Tucked inside a new state law that distributes $378 million in taxpayer dollars to create jobs and spur economic development is an unusual $150,000 payment to a single fishing resort.

The money is slated for “small resort businesses located in the city of Isle with less than $350,000 in annual revenue, at least four rental units, which are open during both summer and winter months, and whose business was adversely impacted by a decline in walleye fishing on Lake Mille Lacs,” according to the language of the bill.

That curious level of specificity is not a coincidence. The money is intended for Hunter Winfield’s Resort, a small outfit on Mille Lacs that caters to walleye anglers.
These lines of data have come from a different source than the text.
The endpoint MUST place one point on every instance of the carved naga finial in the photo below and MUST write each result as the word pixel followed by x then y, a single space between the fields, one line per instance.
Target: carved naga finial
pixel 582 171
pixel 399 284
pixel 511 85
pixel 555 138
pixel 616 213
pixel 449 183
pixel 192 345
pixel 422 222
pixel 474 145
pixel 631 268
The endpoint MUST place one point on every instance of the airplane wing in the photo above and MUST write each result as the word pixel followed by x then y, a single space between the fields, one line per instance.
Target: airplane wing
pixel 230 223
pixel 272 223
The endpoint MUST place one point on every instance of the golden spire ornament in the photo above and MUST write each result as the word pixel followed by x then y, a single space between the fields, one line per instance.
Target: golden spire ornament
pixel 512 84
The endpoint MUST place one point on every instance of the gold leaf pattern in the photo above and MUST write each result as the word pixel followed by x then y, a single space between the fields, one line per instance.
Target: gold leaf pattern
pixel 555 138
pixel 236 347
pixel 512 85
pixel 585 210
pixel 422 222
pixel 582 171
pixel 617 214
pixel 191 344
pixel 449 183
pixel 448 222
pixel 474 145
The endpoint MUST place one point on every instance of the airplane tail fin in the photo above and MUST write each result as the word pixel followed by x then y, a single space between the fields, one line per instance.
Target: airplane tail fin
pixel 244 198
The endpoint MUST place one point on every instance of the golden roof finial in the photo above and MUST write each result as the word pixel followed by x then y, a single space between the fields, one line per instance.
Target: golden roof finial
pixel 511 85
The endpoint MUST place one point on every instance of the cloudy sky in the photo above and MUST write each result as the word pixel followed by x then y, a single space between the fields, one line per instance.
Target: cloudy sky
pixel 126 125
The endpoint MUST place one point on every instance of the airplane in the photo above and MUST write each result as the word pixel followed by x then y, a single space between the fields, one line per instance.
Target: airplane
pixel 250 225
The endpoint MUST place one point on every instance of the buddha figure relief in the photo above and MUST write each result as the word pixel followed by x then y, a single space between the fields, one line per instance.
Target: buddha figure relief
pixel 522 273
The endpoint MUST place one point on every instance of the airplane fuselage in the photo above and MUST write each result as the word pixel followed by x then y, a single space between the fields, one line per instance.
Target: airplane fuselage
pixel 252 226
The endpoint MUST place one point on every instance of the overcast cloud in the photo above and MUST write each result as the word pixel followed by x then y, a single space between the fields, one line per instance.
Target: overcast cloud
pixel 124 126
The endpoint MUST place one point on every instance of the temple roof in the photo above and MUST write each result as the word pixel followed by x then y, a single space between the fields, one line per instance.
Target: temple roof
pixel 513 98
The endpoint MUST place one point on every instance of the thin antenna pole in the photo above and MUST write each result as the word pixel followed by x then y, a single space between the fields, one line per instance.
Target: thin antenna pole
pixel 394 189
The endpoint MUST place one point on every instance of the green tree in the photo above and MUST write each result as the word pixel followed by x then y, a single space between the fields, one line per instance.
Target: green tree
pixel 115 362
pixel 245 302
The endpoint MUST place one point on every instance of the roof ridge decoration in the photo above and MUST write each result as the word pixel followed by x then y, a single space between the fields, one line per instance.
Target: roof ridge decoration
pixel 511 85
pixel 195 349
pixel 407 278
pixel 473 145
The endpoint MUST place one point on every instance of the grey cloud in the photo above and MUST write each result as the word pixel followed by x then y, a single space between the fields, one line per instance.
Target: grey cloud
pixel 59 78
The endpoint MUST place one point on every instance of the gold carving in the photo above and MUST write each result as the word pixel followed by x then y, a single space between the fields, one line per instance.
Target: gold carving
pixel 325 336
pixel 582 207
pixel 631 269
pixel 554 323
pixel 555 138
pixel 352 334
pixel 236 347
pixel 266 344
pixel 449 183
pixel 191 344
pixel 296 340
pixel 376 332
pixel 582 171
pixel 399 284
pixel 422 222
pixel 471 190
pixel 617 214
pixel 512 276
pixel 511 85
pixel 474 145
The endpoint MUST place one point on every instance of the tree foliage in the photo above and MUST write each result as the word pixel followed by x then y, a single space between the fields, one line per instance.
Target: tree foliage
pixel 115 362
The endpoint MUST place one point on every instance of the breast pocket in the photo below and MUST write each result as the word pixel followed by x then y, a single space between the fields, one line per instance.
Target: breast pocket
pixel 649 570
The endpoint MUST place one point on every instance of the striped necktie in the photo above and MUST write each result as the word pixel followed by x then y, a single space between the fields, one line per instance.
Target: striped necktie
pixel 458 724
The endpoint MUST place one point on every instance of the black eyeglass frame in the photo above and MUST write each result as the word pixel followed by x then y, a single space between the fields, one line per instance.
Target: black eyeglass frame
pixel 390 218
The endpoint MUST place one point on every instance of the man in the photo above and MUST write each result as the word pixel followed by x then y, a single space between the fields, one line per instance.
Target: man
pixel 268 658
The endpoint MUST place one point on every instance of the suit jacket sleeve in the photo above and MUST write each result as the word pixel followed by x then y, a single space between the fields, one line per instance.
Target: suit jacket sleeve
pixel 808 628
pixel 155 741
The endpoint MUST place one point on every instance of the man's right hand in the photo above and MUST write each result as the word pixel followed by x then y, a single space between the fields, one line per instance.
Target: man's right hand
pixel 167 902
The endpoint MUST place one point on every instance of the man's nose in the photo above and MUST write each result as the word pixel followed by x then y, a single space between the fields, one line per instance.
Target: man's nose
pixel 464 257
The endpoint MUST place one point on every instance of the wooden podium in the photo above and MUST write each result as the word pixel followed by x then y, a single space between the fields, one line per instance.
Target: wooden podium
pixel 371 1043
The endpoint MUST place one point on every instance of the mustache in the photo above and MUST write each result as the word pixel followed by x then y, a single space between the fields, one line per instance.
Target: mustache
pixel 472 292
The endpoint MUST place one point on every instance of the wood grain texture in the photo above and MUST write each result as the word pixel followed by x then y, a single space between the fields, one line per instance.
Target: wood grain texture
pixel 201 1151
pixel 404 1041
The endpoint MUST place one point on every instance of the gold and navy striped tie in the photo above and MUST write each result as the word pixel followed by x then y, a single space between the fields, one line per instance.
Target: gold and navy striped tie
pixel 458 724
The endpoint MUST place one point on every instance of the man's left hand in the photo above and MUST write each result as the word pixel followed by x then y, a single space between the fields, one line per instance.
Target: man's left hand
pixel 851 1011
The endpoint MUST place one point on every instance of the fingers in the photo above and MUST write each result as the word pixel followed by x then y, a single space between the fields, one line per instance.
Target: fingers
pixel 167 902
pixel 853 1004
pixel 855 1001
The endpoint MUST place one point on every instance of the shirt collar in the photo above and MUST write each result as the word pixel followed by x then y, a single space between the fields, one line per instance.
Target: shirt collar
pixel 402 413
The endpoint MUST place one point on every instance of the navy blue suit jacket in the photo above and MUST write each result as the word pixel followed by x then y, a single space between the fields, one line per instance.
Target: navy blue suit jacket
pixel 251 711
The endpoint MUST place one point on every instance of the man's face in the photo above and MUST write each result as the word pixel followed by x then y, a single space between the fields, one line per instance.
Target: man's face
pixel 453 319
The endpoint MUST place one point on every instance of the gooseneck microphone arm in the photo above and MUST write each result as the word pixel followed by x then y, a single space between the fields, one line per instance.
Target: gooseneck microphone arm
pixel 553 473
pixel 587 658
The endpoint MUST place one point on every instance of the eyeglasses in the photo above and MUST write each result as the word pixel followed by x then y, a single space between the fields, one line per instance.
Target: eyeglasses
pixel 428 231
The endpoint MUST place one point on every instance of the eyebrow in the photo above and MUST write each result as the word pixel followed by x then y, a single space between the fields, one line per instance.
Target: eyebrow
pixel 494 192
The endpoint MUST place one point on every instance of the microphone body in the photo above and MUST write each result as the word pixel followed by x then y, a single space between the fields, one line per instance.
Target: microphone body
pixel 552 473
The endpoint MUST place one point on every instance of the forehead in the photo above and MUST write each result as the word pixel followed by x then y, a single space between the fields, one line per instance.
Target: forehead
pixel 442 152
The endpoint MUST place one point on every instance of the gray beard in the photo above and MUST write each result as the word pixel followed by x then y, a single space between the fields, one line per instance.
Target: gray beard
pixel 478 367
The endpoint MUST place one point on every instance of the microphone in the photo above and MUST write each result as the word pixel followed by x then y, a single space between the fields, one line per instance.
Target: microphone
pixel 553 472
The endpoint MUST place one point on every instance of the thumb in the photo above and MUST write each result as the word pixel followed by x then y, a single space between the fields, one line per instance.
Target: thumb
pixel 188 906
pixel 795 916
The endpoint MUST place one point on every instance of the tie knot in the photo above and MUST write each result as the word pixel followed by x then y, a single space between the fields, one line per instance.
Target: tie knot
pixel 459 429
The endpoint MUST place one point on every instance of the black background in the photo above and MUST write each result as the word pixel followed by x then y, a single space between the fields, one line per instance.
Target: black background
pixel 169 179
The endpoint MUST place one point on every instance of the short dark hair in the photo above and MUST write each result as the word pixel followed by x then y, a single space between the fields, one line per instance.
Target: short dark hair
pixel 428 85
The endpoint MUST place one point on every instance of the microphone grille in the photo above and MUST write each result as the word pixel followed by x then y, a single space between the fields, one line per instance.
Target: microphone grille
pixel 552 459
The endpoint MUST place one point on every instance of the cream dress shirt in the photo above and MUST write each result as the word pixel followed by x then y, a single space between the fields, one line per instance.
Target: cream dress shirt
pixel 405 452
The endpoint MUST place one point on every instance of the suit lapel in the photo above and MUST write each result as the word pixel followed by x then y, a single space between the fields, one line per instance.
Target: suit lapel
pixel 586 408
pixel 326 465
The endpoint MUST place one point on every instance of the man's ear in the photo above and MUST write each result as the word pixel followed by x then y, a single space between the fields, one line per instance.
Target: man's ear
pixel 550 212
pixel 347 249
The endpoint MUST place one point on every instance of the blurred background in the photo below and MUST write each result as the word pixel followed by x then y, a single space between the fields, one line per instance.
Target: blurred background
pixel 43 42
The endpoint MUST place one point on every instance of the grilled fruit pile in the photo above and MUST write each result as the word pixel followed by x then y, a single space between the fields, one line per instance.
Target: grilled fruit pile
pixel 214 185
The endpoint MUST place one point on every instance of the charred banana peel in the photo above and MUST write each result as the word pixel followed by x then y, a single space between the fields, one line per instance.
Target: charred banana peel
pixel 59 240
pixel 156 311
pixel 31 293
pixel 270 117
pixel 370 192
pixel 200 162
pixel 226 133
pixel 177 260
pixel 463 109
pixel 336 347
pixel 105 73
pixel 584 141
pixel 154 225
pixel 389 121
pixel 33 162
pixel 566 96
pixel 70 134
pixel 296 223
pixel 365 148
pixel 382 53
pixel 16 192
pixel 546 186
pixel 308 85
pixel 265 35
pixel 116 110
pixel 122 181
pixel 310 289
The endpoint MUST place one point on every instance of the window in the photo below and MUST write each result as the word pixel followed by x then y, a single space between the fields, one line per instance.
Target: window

The resort owners say they were hurt badly by the Department of Natural Resources’ (DNR) decision to end the 2015 season in August to preserve the walleye population.

For Rep. Sondra Erickson, R-Princeton, this was a way to help a small business in her district she believes was hurt by the DNR. The method of giving money was “novel,” she allowed.

From the perspective of the DNR, however, the Legislature is setting a dangerous precedent: That the state is liable for any economic loss caused by its policy decisions, even those intended to preserve a natural resource for the long term and thus prevent larger economic losses later on.

“If the issue is that one business suffered a loss because of fishing restrictions on Mille Lacs that were intended to restore the walleye population, there are probably 1,000 businesses on Mille Lacs alone that could make a similar argument,” said Tom Landwehr, DNR commissioner. He pointed to businesses that rely on hunting, skiing, canoeing or other outdoor activities — including 3,000 fishing lakes — that could demand cash every time the DNR needs to limit those activities to sustain the deer herd or protect a forest or lake.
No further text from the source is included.